En los últimos días, Martín Vizcarra ha dado señales de qué podemos esperar de su gobierno en el 2019. Por un lado, su mensaje a la nación anunciando la secuela de la reforma política es un signo de que la lucha anticorrupción seguirá siendo el caballito de batalla del Ejecutivo. Por otro, los cambios en el Gabinete Ministerial parecen dar una señal clara de que, en materia laboral, el gobierno no piensa hacer grandes cambios.
¿Se puede hacer una buena gestión sin atacar uno de los principales problemas del país, la informalidad? Hasta hace poco creía que no, pero Vizcarra me ha hecho cambiar de opinión. Creo que no le queda otra que mantener el statu quo laboral o hacer cambios mínimos.
La informalidad en el país es un problema enorme. Que más del 70% de la PEA esté fuera del mundo formal afecta la calidad de vida de los ciudadanos, la institucionalidad, las posibilidades de desarrollo y competitividad, etc. Es un tema que se tiene que solucionar. Hay dos grandes caminos para hacerlo (pido disculpas a mis amigos economistas por la simplificación): en el corto y mediano plazo, flexibilizar la regulación laboral para que más personas puedan ser incluidas en las empresas que ya están en el mundo formal. En el largo plazo, invertir en educación y capacitación para hacer a las personas informales más competitivas.

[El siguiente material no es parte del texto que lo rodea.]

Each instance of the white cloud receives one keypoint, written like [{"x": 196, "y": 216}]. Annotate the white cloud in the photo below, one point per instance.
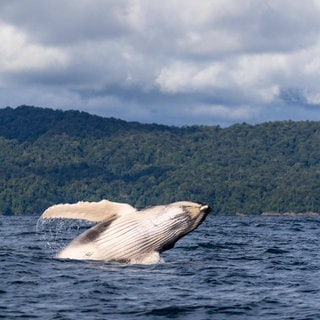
[
  {"x": 170, "y": 61},
  {"x": 17, "y": 53}
]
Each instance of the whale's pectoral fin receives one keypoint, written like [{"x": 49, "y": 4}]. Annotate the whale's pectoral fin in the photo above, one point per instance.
[
  {"x": 150, "y": 258},
  {"x": 90, "y": 211}
]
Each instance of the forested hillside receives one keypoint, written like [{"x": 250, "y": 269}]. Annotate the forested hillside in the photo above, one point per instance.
[{"x": 50, "y": 157}]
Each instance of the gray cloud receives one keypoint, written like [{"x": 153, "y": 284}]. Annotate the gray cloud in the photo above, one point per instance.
[{"x": 173, "y": 62}]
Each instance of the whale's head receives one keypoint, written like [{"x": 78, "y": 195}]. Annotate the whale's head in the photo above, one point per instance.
[{"x": 175, "y": 220}]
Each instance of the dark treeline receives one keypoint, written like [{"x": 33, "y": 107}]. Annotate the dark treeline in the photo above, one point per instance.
[{"x": 49, "y": 157}]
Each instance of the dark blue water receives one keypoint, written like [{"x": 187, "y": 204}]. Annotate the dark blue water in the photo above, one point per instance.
[{"x": 229, "y": 268}]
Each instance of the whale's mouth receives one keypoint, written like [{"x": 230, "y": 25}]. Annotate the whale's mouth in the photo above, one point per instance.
[{"x": 205, "y": 208}]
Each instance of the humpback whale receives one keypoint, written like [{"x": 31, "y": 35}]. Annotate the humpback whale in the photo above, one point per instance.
[{"x": 127, "y": 235}]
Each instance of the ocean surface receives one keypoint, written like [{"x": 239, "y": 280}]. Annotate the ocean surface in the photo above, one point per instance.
[{"x": 229, "y": 268}]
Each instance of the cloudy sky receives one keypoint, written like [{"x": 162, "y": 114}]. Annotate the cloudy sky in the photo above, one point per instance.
[{"x": 177, "y": 62}]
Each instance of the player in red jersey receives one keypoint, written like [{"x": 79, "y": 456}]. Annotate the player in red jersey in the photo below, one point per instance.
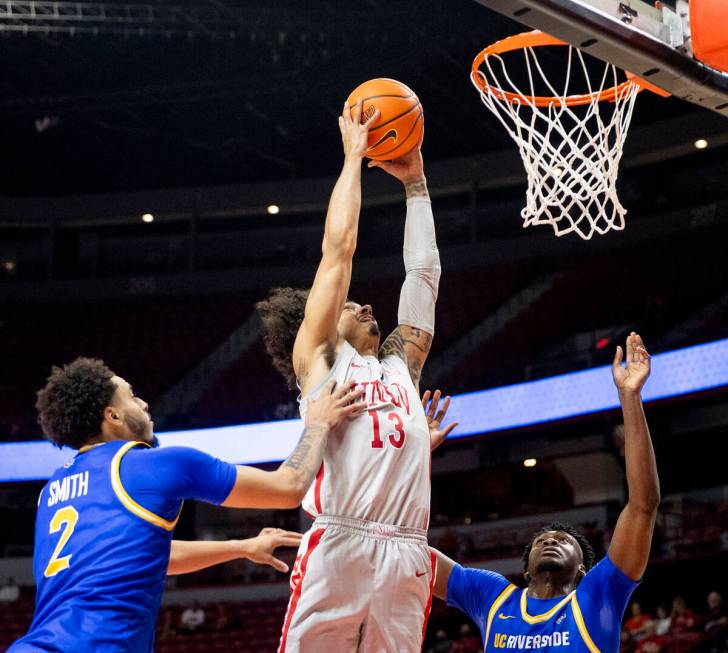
[{"x": 364, "y": 575}]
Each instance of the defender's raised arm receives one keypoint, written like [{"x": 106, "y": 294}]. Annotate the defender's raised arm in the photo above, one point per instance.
[
  {"x": 412, "y": 338},
  {"x": 317, "y": 336},
  {"x": 630, "y": 547},
  {"x": 286, "y": 486}
]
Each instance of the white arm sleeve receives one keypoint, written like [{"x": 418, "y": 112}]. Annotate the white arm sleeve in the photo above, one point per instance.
[{"x": 422, "y": 264}]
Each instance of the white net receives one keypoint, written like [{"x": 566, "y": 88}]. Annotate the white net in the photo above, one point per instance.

El problema es que hacer una reforma que implique flexibilizar tiene un alto costo político, tal como lo demostró la ‘ley pulpín’. Si Vizcarra impulsa una política de este tipo, su popularidad disminuiría. Sin partido, bancada o cuadros, el mandatario depende del apoyo popular para sobrevivir. Si contase con una desaprobación mayoritaria, a estas alturas, en esta coyuntura, probablemente ya estaría vacado. La popularidad no solo sirve para contar con el respaldo ciudadano, sino para atraer a aliados, porque uno se vuelve políticamente rentable. Salaverry, por ejemplo, no se habría acercado a Vizcarra si es que este no le permitiese estar en una mejor posición de la que le ofrece su partido actualmente.
La lucha anticorrupción de Vizcarra es, por ahora, una gesta casi quijotesca que él ha elegido llevar a cabo en solitario. Sin embargo, podría ser el chispazo inicial para el cambio cultural que necesita nuestra sociedad para dejar de normalizar las prácticas ilegales. Lo que toca ahora es que el tema se tome en serio como una política de Estado. Ello implica que, si a eso vamos a apostar todos los peruanos (en detrimento de otras políticas importantes para el país), el presidente se tiene que comprometer a promover iniciativas serias y populares, en lugar de solo lo segundo, como fue el caso de la no reelección de congresistas.
Si este gobierno no hace una reforma laboral, pero logra quitarle al peruano la percepción de que, como dice el tango, “el mundo fue y será una porquería”, el de Vizcarra pasará a la historia como uno más notable que si se flexibilizase pero mantuviese al país en la podredumbre moral a la que estamos acostumbrados.